Selecting a target subset from a plurality of subsets included in the target set according to the recommendation system state parameter and the selection strategy corresponding to the target set;

The target object to be recommended is determined from the target subset.
The recommendation device according to claim 18 or 19, wherein each of the subordinate sets corresponds to a selection strategy, and in terms of determining the target object to be recommended from the target set, the action generating module is specific Used for:

The target object to be recommended is selected from the target set according to the selection strategy corresponding to the target set and the recommendation system state parameter.
The recommendation device according to claims 18-21, wherein the hierarchical clustering of the plurality of objects to be recommended includes hierarchical clustering of the plurality of objects to be recommended by constructing a balanced clustering tree .
The recommendation device according to any one of claims 18-22, wherein the selection strategy is a fully connected neural network model.
The recommendation device according to any one of claims 18-23, wherein the recommendation device further comprises:

The training module is used to obtain the selection strategy and the state generation model through machine learning training.
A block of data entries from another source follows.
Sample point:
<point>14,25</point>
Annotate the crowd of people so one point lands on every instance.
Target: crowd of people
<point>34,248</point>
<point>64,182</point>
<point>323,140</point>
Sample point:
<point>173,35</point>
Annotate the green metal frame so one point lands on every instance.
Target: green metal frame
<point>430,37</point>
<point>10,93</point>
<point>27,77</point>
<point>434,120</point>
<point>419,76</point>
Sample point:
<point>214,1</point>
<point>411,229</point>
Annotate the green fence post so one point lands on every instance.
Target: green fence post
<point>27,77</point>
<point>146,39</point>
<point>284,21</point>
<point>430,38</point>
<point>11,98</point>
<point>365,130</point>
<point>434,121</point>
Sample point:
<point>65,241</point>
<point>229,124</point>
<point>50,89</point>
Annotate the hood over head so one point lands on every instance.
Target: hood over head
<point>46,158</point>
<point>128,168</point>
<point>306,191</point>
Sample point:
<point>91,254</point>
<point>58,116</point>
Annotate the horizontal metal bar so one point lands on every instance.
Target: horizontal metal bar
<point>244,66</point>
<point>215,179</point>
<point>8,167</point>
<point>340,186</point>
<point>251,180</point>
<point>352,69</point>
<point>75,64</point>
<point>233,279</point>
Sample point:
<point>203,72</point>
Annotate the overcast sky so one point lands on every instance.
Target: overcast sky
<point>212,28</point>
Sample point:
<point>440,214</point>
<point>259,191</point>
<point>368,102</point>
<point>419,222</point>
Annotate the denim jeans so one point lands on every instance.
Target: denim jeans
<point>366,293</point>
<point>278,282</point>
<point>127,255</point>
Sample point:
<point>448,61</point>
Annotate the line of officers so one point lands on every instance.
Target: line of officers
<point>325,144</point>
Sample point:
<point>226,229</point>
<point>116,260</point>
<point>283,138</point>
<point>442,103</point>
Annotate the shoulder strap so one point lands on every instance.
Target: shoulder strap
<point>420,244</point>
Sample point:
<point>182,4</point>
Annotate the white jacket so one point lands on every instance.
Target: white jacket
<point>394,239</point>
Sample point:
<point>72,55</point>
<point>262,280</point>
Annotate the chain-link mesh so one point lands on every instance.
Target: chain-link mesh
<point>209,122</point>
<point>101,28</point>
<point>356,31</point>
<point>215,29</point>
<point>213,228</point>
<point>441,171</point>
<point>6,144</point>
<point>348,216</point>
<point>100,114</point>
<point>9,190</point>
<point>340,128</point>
The training sample data is (s1, a1, r1, s2, a2, r2, ..., st, at, rt), where (a1, a2, ..., at) are historical recommendation objects, and r1, r2, ..., rt are reward values calculated according to user behaviors for the historical recommendation objects (a1, a2, ..., at), (s1, s2, …, St) recommends system status parameters for history.
The recommendation device according to any one of claims 18-24, wherein the recommendation device further comprises:

An obtaining module, configured to obtain the user behavior for the target object to be recommended after determining the target object to be recommended;

The state generation module and the action generation module are also used to determine the next recommended object by using the target object to be recommended and the user behavior for the target object to be recommended as historical data.